If we saw growing numbers of listeners using Google to learn more about HD Radio, it might mean HD Radio is gaining momentum, and it is just a matter of time before people start buying HD radios.
Unfortunately, interest in HD is declining, not growing. Interest peaked in December 2007, and has been steadily declining since. Each December there is a seasonal peak, as there is for most tech gifts, but interest in each subsequent Christmas season has dropped.
Interest in HD has fallen by two-thirds since its 2007 peak.
Graphing Pandora and HD Radio against one another shows the dramatic difference between the two service’s arc of interest. The tipping point for HD Radio actually occurred in 2007. It was the year that interest in Pandora exceeded interest in HD, and since then HD interest has steadily eroded.
While search interest is just one metric, declining interest is one more negative sign of HD Radio's struggle to gain traction.
As an aside, HD channels are showing some signs of life in Arbitron, apparently fueled by 250 watt FM translator simulcasts. Maybe AM broadcasters should lobby for commercial low power FM allocations rather than more HD power!
I have watched analog DXing opportunities vanish as HD hash infiltrates the AM and FM bands. Even station 50-60 miles away are being impacted. Turning off HD would markedly improve the AM and FM bands. One benefit: My HD Radio (unplugged) is in a plastic case and collects dust, and that keeps nearby equipment from becoming very dusty.
Posted by: Bob | April 07, 2011 at 02:34 AM
OMG, how can this company use the word "Research" in their name with a straight face?!
HD Radio is finally growing due to receivers in so many new vehicles, and a lot more after-market home and mobile receivers. It's not a fast process to replace all the existing vehicles on the road. It'll be a multi-decade transition, just like when FM radio first appeared.
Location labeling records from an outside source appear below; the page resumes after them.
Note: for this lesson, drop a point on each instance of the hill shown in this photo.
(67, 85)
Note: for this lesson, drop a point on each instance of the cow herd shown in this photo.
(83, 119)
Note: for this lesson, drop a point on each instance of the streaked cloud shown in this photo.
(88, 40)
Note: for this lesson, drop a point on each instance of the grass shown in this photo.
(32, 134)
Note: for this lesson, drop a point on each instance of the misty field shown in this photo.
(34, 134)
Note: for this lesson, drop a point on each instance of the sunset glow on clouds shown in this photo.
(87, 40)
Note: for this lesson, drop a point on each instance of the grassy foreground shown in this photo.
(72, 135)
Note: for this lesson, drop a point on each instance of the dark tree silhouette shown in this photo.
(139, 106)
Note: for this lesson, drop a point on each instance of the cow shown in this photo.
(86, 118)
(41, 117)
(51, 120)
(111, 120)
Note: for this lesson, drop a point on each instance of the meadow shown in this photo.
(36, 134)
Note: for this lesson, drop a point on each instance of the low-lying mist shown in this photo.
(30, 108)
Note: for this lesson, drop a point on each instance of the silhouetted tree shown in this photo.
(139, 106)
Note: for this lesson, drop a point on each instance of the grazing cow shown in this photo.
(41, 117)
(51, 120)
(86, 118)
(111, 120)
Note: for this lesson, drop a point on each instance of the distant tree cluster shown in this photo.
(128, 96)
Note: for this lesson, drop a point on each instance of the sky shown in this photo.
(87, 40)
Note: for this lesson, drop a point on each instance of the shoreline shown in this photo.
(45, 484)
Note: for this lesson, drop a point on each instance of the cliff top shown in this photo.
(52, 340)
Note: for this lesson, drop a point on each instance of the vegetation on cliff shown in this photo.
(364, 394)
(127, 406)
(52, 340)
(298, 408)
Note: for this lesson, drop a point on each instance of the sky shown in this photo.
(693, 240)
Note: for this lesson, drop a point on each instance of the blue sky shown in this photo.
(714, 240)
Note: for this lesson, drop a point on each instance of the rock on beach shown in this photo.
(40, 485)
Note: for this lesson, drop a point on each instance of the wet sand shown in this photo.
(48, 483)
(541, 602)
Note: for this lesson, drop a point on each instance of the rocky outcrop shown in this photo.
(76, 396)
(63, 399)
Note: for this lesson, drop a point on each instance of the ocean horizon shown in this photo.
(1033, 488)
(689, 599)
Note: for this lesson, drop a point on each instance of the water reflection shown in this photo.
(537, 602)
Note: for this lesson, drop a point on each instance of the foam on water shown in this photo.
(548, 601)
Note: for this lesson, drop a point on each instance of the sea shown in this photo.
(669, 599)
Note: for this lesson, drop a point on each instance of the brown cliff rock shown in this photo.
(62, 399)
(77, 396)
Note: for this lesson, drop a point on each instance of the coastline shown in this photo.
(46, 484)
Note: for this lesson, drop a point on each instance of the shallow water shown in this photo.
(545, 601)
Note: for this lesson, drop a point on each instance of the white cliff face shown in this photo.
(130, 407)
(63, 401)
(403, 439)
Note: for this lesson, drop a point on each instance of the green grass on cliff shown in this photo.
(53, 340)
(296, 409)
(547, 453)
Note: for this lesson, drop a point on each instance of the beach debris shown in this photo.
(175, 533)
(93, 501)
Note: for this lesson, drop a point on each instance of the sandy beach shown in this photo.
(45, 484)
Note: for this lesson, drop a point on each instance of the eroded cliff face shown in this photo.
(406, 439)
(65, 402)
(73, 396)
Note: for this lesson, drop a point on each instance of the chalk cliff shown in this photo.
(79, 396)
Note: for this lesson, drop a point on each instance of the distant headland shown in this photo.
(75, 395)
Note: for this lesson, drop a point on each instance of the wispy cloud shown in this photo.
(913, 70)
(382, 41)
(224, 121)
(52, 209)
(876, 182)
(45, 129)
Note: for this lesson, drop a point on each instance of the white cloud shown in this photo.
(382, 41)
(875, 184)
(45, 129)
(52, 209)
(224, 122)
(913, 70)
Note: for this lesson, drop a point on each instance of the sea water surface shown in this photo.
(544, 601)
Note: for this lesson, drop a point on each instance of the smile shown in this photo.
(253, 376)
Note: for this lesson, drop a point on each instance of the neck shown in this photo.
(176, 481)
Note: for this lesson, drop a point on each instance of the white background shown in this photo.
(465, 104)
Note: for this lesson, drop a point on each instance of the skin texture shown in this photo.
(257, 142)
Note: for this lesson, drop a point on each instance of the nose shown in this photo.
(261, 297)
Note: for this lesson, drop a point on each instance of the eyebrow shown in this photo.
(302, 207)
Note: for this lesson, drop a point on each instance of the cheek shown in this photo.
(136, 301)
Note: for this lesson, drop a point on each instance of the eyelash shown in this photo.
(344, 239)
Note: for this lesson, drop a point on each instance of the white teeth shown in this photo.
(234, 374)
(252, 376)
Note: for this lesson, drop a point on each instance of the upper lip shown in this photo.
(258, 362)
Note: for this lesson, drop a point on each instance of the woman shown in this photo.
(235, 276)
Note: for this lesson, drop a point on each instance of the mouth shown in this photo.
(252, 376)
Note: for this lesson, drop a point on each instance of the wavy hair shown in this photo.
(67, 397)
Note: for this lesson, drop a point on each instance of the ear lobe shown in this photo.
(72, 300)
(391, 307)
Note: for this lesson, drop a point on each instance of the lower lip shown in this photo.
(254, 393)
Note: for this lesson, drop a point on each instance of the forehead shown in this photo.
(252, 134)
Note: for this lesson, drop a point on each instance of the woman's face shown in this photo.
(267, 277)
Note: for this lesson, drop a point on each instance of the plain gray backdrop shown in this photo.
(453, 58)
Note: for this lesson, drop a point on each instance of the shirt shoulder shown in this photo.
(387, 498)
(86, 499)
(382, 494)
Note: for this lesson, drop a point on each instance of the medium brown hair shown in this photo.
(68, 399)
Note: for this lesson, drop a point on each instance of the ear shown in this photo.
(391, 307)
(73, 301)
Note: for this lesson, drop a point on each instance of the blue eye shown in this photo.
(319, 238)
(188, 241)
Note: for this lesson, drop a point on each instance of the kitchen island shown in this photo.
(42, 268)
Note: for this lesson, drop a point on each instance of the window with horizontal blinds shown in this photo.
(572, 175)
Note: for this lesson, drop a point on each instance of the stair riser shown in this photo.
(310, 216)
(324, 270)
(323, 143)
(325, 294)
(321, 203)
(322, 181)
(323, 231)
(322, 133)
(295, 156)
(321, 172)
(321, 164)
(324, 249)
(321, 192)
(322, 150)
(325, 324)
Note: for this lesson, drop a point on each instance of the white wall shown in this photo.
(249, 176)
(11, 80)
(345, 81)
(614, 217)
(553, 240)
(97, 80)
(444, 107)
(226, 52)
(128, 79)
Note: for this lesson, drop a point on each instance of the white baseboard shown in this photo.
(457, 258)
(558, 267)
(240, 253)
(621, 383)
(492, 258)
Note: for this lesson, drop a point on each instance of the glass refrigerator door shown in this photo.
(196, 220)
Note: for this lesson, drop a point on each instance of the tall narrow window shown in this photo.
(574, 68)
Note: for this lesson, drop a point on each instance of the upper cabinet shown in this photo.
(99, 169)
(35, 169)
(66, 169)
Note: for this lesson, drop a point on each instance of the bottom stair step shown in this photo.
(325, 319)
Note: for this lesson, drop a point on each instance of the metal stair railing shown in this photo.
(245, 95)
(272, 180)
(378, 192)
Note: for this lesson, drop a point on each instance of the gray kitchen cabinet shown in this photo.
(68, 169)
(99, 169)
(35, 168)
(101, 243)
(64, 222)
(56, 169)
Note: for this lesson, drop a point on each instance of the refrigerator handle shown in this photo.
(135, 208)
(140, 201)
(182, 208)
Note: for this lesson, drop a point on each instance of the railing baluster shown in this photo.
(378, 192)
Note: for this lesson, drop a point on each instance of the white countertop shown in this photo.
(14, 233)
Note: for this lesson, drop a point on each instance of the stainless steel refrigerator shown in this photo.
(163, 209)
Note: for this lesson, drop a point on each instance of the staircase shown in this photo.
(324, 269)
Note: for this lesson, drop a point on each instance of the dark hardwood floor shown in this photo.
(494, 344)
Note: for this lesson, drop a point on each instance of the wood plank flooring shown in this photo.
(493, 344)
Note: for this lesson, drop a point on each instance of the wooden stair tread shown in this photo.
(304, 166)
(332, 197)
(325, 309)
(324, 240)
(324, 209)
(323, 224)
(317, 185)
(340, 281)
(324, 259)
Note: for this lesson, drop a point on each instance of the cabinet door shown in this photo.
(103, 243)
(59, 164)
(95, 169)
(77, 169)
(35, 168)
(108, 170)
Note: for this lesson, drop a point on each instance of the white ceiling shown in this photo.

Posted by: Harold Jensen | March 31, 2011 at 09:33 AM
Check out this Google Trends graph for HD Radio sales:
http://www.google.com/trends?q=hd+radio%2C+hd+radios%2C+portable+hd+radios%2C+hd+radio+portables&ctab=0&geo=us&date=all&sort=0
Struble claims that HD Radio sales are doubling each year.
Posted by: HDRadioFarce | March 28, 2011 at 09:59 PM
@Scott: Interesting that you mentioned how station personnel are oblivious to HD Radio, too. As an example, some stations sampled in California reveal that only one is time-aligned, even though that is a requirement in broadcasters' licensing agreements:
http://www.ham-radio.com/k6sti/roster.htm
Stations don't care. Consumers don't care.
Posted by: Mike | March 25, 2011 at 02:22 PM
I am still a big proponent of HD radio. I think the reason that HD never really took off was the absolutely pitiful way the Alliance advertised it, using cutesy commercials ("You can hear the new radio stations between the radio stations." HUH?) instead of being straightforward and uncomplicated. That, and that most of the sideband stations are no more than a computer in a corner somewhere in the building carrying a centralized feed or playing like an unattended juke box. I keep up databases of stations and DO track the side bands, but when I call to update my data and ask about their HD sideband stations, 95% of the time, the STATION EMPLOYEE that I'm talking with HAS NO IDEA WHAT I'M TALKING ABOUT! If people at the stations don't know about them, how can we expect the lay public to know?
Posted by: Scott Gilbert | March 25, 2011 at 12:29 PM
Try this Google Trends graph comparing HD Radio, Sirius, XM, and Pandora in the United States:
http://www.google.com/trends?q=hd+radio%2C+xm%2C+sirius%2C+pandora&ctab=0&geo=us&date=all&sort=0
There never was any significant level of interest in HD Radio. You should have compared them together to get accurate, relative levels of interest.
Posted by: PocketRadio | March 25, 2011 at 10:22 AM
Did you get the idea for these graphs off my blog? No problem, just curious.